Chromosomes or other long DNA sequences contain many highly similar repeated sub-sequences. While there are efficient methods for detecting strict repeats or detecting already characterized repeats, there is no software available for detecting all approximate repeats in DNA sequences allowing for gaps and a substitution matrix and using a statistical framework. Here, we present an implementation of a two-steps method (seed detection followed by their extensions) that detects those approximate repeats. Our method is computationally efficient enough to handle large sequences and is flexible enough to account for influencing factors such as sequence-composition biases both at the seed detection and alignment levels.

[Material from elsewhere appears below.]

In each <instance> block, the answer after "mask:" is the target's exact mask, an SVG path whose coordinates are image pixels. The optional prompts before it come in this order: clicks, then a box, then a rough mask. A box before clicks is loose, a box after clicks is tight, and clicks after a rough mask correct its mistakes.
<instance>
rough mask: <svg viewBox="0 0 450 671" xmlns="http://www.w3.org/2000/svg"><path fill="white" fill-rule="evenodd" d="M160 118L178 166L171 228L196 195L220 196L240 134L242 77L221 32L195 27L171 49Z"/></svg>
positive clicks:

Please download the repseek user's guide that explains in details how repseek works (last version may 08).
If you are using the software, please cite the following manuscript :
Achaz, Boyer, Rocha, Viari and Coissac. Repseek, a tool to retrieve approximate repeats from large DNA sequences. Bionformatics (2006).
PubMed Link
Download and run the linux version
Download and run the macosx version (for Intel)
To compile the C sources of the software, please read help.README and download the latest src RepSeek.9Dec2009.tgz.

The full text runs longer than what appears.